A Nuvem,
de Fernando Solanas


La Nube, Argentina, 1998

A Nuvem não é exatamente um filme. É um grito. É um anacronismo. É do tempo em que acreditava sim que o cinema ia mudar o mundo, é do tempo em que se acreditava sim que os melhores filmes eram feitos desavergonhadamente em primeira pessoa. É do tempo acima de tudo em que se tinha pelo mundo e pela arte uma postura apaixonada, não distanciada e cínica. Chega a ser difícil analisar friamente um filme como este, pois não é para isso que ele se presta. Ele deve ser, antes de tudo, sentido. Impressiona pela extrema humanidade de que é feito. Tem muito mais dúvidas e inquietações do que certezas a apresentar. É, portanto, humano.

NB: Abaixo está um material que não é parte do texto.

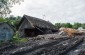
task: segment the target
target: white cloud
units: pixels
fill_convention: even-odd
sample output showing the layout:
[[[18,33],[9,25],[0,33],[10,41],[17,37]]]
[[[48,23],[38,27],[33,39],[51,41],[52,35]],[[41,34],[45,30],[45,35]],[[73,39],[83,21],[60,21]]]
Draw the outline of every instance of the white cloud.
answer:
[[[24,14],[56,22],[84,22],[85,0],[25,0],[11,8],[13,15]]]

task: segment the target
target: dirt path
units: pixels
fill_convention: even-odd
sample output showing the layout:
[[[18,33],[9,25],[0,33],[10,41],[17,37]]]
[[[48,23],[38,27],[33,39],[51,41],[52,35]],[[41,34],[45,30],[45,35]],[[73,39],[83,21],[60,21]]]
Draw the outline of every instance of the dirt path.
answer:
[[[83,37],[60,37],[56,34],[40,35],[30,41],[0,48],[0,55],[71,55],[84,49]],[[78,52],[84,53],[84,50]],[[74,55],[74,54],[73,54]]]

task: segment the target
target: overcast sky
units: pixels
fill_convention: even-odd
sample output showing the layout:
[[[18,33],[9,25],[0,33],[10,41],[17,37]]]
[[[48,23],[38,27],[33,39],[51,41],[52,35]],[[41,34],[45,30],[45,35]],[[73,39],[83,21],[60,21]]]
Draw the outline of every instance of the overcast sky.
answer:
[[[12,15],[24,14],[52,22],[85,22],[85,0],[24,0],[14,5]]]

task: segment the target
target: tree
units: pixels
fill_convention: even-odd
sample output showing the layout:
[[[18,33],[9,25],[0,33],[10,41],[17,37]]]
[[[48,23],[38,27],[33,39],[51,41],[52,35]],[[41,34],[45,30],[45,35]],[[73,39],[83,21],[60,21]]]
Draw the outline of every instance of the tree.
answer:
[[[85,23],[81,24],[81,27],[83,27],[85,29]]]
[[[6,16],[11,13],[10,7],[13,4],[21,3],[23,0],[0,0],[0,17]]]
[[[74,23],[73,28],[78,29],[78,27],[81,27],[81,23]]]
[[[56,26],[56,28],[60,28],[61,27],[61,23],[55,23],[55,26]]]

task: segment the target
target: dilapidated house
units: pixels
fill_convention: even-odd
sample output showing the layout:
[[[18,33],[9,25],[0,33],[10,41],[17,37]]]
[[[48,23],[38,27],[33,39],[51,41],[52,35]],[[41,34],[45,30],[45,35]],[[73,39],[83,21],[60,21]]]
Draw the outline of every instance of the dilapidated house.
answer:
[[[14,35],[13,27],[5,22],[0,22],[0,41],[10,40]]]
[[[25,37],[51,34],[56,31],[57,29],[52,23],[27,15],[24,15],[19,23],[20,35]]]

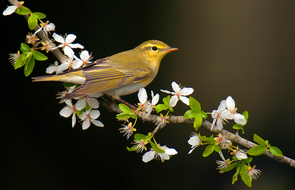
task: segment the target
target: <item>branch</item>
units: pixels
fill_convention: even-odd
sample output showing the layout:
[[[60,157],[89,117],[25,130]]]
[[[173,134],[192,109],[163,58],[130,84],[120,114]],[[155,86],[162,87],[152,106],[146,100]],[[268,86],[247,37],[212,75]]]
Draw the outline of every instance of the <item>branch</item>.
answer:
[[[119,108],[119,106],[117,104],[112,104],[110,105],[108,105],[107,103],[102,101],[100,101],[99,103],[100,105],[107,107],[110,111],[118,113],[122,112]],[[141,112],[139,113],[137,115],[142,121],[150,122],[153,122],[159,117],[155,115],[150,114],[148,117],[146,117],[145,114]],[[169,123],[193,123],[194,121],[193,119],[186,119],[183,116],[170,116],[167,120]],[[212,125],[212,123],[207,121],[205,119],[203,119],[201,126],[211,131]],[[158,126],[157,126],[153,132],[153,135],[154,135],[159,129],[159,127],[158,127]],[[234,134],[223,129],[222,129],[221,131],[219,131],[217,128],[216,125],[214,125],[213,127],[212,131],[217,134],[220,132],[223,134],[228,137],[232,141],[249,149],[253,148],[257,145],[250,141],[241,137],[238,135]],[[271,153],[268,149],[263,154],[268,158],[295,168],[295,160],[294,160],[284,156],[278,156],[275,155]]]

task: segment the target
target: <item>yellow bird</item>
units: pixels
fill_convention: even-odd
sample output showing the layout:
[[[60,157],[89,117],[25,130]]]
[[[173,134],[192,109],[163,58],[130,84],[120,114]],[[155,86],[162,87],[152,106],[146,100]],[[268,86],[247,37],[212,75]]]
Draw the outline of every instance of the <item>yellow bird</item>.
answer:
[[[160,62],[178,50],[163,42],[150,40],[133,50],[119,53],[57,75],[33,77],[33,81],[56,81],[82,84],[63,100],[102,92],[116,98],[133,93],[150,83]]]

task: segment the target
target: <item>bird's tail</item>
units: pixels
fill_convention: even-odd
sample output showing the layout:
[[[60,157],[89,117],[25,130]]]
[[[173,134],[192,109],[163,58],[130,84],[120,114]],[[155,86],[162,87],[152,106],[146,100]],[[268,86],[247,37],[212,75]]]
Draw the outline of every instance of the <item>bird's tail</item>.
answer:
[[[32,77],[33,81],[60,81],[61,77],[58,75],[48,75]]]

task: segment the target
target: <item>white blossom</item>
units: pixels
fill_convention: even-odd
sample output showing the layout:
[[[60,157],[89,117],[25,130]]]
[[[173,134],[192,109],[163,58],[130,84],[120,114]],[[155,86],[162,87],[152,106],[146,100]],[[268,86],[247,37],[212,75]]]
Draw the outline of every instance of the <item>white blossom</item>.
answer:
[[[104,124],[101,122],[95,119],[97,118],[100,115],[100,112],[98,110],[94,110],[91,111],[91,108],[83,112],[79,116],[81,120],[83,121],[82,124],[82,129],[85,130],[88,129],[90,126],[90,122],[98,127],[103,127]]]
[[[171,84],[172,88],[174,92],[171,92],[168,90],[161,90],[161,91],[164,92],[171,94],[173,94],[173,96],[176,96],[178,98],[178,100],[179,99],[182,102],[186,105],[189,105],[189,99],[185,97],[185,96],[189,95],[194,92],[194,89],[191,88],[181,88],[179,85],[177,84],[175,82],[173,82]],[[171,97],[171,98],[172,97]],[[175,106],[175,105],[174,105]],[[171,107],[173,107],[171,106]]]

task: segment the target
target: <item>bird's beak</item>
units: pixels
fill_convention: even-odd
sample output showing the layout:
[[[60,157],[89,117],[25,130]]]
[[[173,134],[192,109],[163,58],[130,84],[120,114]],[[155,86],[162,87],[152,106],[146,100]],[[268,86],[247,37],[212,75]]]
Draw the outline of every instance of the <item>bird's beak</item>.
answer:
[[[171,51],[176,51],[176,50],[178,50],[178,48],[171,48],[171,47],[169,47],[166,50],[166,51],[168,51],[168,52],[170,52]]]

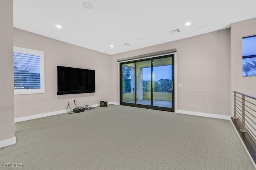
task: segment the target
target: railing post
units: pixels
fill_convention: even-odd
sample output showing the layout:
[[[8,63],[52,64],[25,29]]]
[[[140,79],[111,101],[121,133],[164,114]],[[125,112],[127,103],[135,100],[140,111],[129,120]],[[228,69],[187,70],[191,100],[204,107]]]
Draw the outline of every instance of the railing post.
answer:
[[[234,92],[234,119],[238,119],[236,117],[236,92]]]
[[[245,129],[245,96],[242,95],[242,123],[243,125],[243,128],[240,129],[240,131],[242,132],[247,132]]]

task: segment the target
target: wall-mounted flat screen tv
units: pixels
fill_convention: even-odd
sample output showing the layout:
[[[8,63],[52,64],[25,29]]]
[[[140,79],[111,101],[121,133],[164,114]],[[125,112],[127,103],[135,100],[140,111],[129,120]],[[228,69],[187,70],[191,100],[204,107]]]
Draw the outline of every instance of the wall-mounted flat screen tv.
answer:
[[[243,76],[256,76],[256,35],[243,38]]]
[[[57,95],[94,93],[95,70],[57,66]]]

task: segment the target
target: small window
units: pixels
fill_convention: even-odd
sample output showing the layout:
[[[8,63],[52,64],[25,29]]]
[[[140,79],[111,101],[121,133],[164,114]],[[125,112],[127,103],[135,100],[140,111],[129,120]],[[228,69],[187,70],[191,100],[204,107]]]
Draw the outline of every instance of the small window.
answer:
[[[14,47],[14,94],[44,93],[44,52]]]
[[[256,35],[243,38],[243,76],[256,76]]]

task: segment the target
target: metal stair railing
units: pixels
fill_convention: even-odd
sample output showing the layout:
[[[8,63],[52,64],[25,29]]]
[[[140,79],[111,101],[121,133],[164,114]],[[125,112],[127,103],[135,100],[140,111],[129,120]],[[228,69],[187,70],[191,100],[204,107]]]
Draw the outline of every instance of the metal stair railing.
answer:
[[[256,97],[234,92],[234,117],[232,118],[256,163]]]

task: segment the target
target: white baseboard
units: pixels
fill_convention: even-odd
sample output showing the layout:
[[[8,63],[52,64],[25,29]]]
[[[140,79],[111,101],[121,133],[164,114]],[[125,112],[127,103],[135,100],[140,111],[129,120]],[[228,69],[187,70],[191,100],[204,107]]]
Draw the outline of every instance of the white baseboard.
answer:
[[[0,141],[0,148],[3,148],[9,145],[15,144],[16,143],[16,137],[4,141]]]
[[[108,102],[108,104],[114,104],[119,105],[119,104],[117,102]],[[95,104],[91,105],[92,107],[98,107],[100,104]],[[27,120],[32,120],[35,119],[40,118],[41,117],[46,117],[47,116],[53,116],[54,115],[58,115],[59,114],[64,113],[67,113],[66,110],[60,110],[58,111],[52,111],[51,112],[46,113],[44,113],[38,114],[37,115],[31,115],[31,116],[25,116],[24,117],[18,117],[14,119],[14,123],[20,122],[21,121],[26,121]]]
[[[67,113],[66,110],[60,110],[59,111],[52,111],[51,112],[46,113],[44,113],[38,114],[37,115],[31,115],[31,116],[25,116],[24,117],[18,117],[14,119],[14,123],[20,122],[20,121],[26,121],[27,120],[32,120],[35,119],[40,118],[41,117],[46,117],[47,116],[53,116],[54,115],[58,115],[59,114]]]
[[[203,116],[204,117],[212,117],[229,120],[230,120],[230,118],[231,117],[230,116],[227,116],[226,115],[216,115],[215,114],[207,113],[205,113],[187,111],[186,110],[176,110],[175,113],[177,113],[186,114],[187,115],[194,115],[195,116]]]
[[[236,134],[237,135],[238,137],[240,139],[240,141],[241,141],[241,142],[242,143],[242,144],[243,144],[243,146],[244,146],[244,147],[245,149],[245,150],[246,151],[246,152],[247,152],[247,154],[248,154],[248,155],[249,156],[249,157],[251,161],[252,161],[252,164],[254,166],[254,168],[255,168],[255,169],[256,169],[256,164],[255,164],[255,163],[254,162],[254,160],[253,160],[253,159],[252,159],[252,156],[251,156],[251,154],[250,154],[249,151],[248,151],[248,150],[247,149],[247,148],[246,147],[246,146],[245,146],[245,145],[244,145],[244,141],[243,141],[243,140],[241,138],[241,137],[240,136],[240,135],[239,135],[238,132],[237,131],[237,130],[236,129],[236,128],[235,127],[235,125],[234,124],[234,123],[233,123],[233,121],[231,119],[230,119],[230,121],[231,122],[231,124],[233,125],[233,127],[234,127],[234,129],[235,129],[235,131],[236,131]]]
[[[108,104],[114,104],[115,105],[120,105],[119,103],[112,102],[108,102]]]

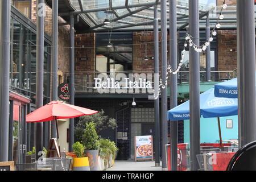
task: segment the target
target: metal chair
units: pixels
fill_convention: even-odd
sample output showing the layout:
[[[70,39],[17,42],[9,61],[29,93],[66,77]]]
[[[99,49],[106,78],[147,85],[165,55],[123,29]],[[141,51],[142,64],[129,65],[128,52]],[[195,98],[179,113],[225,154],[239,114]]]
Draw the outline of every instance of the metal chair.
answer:
[[[36,163],[32,164],[15,164],[16,171],[37,171]]]
[[[53,169],[53,160],[55,159],[61,159],[61,158],[43,158],[42,160],[36,160],[36,163],[39,169]]]
[[[53,160],[53,171],[69,171],[72,158]]]
[[[229,162],[226,171],[255,171],[256,141],[240,148]]]

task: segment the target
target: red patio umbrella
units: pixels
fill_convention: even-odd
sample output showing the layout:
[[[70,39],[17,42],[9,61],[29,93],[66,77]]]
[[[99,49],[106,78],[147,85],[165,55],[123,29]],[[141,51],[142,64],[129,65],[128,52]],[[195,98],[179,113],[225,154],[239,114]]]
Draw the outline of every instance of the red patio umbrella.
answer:
[[[59,119],[73,118],[97,113],[98,111],[93,110],[53,101],[27,114],[26,122],[56,121]],[[57,122],[56,127],[59,138]]]

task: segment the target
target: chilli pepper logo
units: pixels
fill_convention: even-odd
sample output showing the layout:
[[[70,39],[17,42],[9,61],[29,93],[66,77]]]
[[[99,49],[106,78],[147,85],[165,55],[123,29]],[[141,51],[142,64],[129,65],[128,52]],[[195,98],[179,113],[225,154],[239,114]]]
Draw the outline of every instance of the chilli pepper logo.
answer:
[[[60,86],[60,92],[59,94],[59,97],[63,100],[68,100],[70,98],[70,96],[68,94],[69,93],[68,84],[64,84]]]

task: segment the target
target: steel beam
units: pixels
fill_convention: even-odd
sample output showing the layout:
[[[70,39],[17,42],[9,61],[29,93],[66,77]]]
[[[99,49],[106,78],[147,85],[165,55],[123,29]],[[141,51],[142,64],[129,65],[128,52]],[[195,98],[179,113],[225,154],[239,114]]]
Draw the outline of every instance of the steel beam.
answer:
[[[118,20],[122,19],[123,18],[126,18],[126,17],[127,17],[127,16],[130,16],[130,15],[131,15],[132,14],[135,14],[135,13],[137,13],[138,12],[143,11],[143,10],[147,9],[148,7],[150,7],[152,6],[154,6],[154,5],[150,5],[150,6],[147,6],[146,7],[143,7],[140,8],[140,9],[139,9],[138,10],[134,10],[133,11],[131,11],[130,13],[126,13],[126,14],[125,14],[124,15],[121,15],[121,16],[119,16],[118,18],[114,18],[112,20],[112,22],[115,22],[117,20]],[[104,25],[105,25],[105,24],[104,23],[100,23],[100,24],[98,24],[97,26],[94,26],[93,27],[90,27],[89,28],[89,30],[92,30],[95,29],[96,28],[98,28],[98,27],[102,27],[102,26],[103,26]]]
[[[158,4],[159,4],[158,3]],[[156,5],[156,2],[149,2],[149,3],[139,3],[139,4],[135,4],[135,5],[130,5],[127,6],[126,6],[125,5],[123,6],[113,6],[112,7],[112,10],[120,10],[120,9],[125,9],[127,7],[128,8],[133,8],[133,7],[147,7],[146,9],[148,8],[148,6],[152,6]],[[69,15],[70,14],[76,15],[76,14],[84,14],[84,13],[95,13],[95,12],[99,12],[99,11],[106,11],[106,7],[100,7],[100,8],[96,8],[96,9],[87,9],[84,10],[84,11],[75,11],[71,13],[60,13],[59,14],[59,16],[67,16]]]
[[[237,1],[239,147],[256,140],[254,1]]]
[[[189,0],[189,33],[193,42],[199,46],[199,0]],[[191,169],[196,171],[199,166],[196,155],[200,153],[200,55],[189,47],[189,127]]]
[[[75,104],[75,28],[74,16],[73,14],[70,15],[70,104]],[[69,119],[69,151],[73,151],[72,145],[74,143],[74,119]]]
[[[159,80],[159,31],[158,31],[158,5],[155,5],[155,11],[154,14],[154,42],[155,54],[154,56],[154,87],[155,92],[158,93]],[[155,166],[160,166],[160,121],[159,121],[159,97],[154,100],[155,107],[155,137],[154,143],[155,143]]]
[[[205,81],[208,81],[210,80],[210,42],[208,41],[209,38],[210,38],[210,20],[209,18],[209,15],[207,15],[206,19],[206,27],[205,27],[205,38],[206,41],[209,42],[210,45],[207,46],[206,49],[206,76]]]
[[[36,6],[36,106],[43,105],[44,93],[44,1],[37,1]],[[36,123],[36,159],[43,150],[43,123]]]
[[[165,84],[167,72],[167,28],[166,0],[161,1],[161,33],[162,33],[162,78]],[[167,119],[167,86],[162,90],[162,167],[163,171],[168,169],[166,155],[165,145],[168,143],[168,119]]]
[[[59,2],[52,2],[52,96],[53,101],[58,100],[58,11]],[[51,125],[51,136],[57,138],[57,129],[55,122],[52,121]]]
[[[170,65],[173,69],[177,69],[177,14],[176,0],[170,0]],[[171,74],[170,81],[170,109],[177,106],[177,75]],[[177,169],[177,121],[170,121],[171,135],[171,168],[172,171]]]
[[[6,162],[9,152],[11,2],[1,1],[0,5],[0,162]]]

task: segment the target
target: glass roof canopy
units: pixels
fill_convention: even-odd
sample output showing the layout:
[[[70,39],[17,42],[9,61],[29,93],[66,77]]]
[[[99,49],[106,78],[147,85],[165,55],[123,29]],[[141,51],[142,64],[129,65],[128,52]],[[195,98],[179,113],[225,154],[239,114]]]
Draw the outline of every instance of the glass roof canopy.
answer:
[[[89,26],[85,32],[146,31],[153,30],[154,5],[158,5],[158,18],[160,27],[160,0],[69,0],[75,9],[72,13],[80,16]],[[169,5],[167,1],[167,27]],[[210,26],[215,26],[221,6],[216,0],[199,0],[200,27],[205,28],[209,14]],[[67,13],[66,13],[67,14]],[[178,30],[188,26],[188,0],[177,1],[177,27]],[[228,6],[222,11],[223,20],[220,20],[222,29],[236,29],[236,6]],[[105,19],[111,23],[105,24]]]

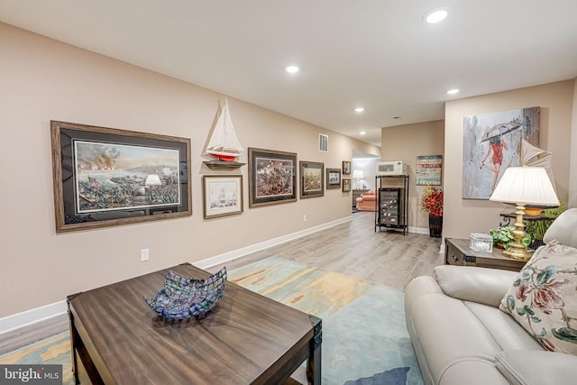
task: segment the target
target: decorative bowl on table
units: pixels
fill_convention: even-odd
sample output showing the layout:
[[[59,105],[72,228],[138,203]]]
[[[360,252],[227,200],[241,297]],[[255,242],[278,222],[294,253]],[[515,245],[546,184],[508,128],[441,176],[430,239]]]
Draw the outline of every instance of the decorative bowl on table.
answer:
[[[144,300],[159,316],[176,321],[204,318],[220,301],[226,288],[226,268],[206,278],[194,279],[169,270],[164,287]]]

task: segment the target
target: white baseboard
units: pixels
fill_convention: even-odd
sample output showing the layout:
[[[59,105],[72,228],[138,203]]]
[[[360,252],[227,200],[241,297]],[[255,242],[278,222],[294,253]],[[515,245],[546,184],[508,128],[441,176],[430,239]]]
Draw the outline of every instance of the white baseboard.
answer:
[[[409,233],[414,233],[414,234],[422,234],[424,235],[428,235],[429,234],[429,228],[426,227],[409,227],[408,228],[408,232]]]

Talvez sua grande qualidade, especialmente se posto ao lado da produção brasileira atual, é sua capacidade de falar do hoje, de discuti-lo. Falar com revolta, mas com paixão. É filme de quem ama estar vivo apesar da situação do mundo não dar motivos aparentes para tal "desvio". O filme nasce deste paradoxo, e com ele vive tranqüilamente, sua maior qualidade. Sabe (e deixa claro nos diálogos) que não tem soluções, que não tem nem certeza dos problemas. Mas sente que há algo errado e tem muita vontade de que o errado vire certo.

Solanas filma lindamente, na batida do coração. O que, neste caso, é a batida do tango, que embala a câmera em constantes movimentos. Ao filmar a história de uma companhia de teatro, aposta no papel do artista como farol da sociedade. O que grita, o que indica, o que ousa, o que pode ainda fazer algo. Se um artista não acredita na sua posição como sendo esta, vale a pergunta, de que serve a arte. A que Deus mesquinho ela se reporta? A um simples jogo de egos?

A Nuvem, como El vento se llevo lo que, de Alejandro Agresti, mostra uma faceta admirável do cinema argentino. Não são filmes pensados, projetos montados. São feridas abertas, são gritos apaixonados. Não são filmes perfeitos, são filmes errados, irregulares, desconexos. Não são manuais de cinema, são declarações de amor. Falam do que é estar vivo, perdido entre o desespero e a alegria, o orgulho e a vergonha. Num mundo onde a burocracia e a desumanização do dia a dia são crescentes, onde somos tratados como estatísticas, onde "produtores culturais" se canibalizam por migalhas, se prostituem mesmo para donos de fábricas de sabão. É o cinema do desabafo, do "Basta!!", cinema desencontrado. Não é peça de taxidermia. É vivo. Análises cena a cena ficam para depois...

O filme mostra suas próprias contradições e falhas ideológicas, as joga na tela e as enfrenta, confuso. Pede ajuda do espectador para se completar, e esta talvez seja sua grande contribuição. Não existe sozinho, não faz som na floresta deserta, como tantos filmes parecem acreditar poder hoje em dia fazer. Se peca pelo excesso da entrega, isso lá é possível?? É um anacronismo, repito, e por isso mesmo deve ser visto.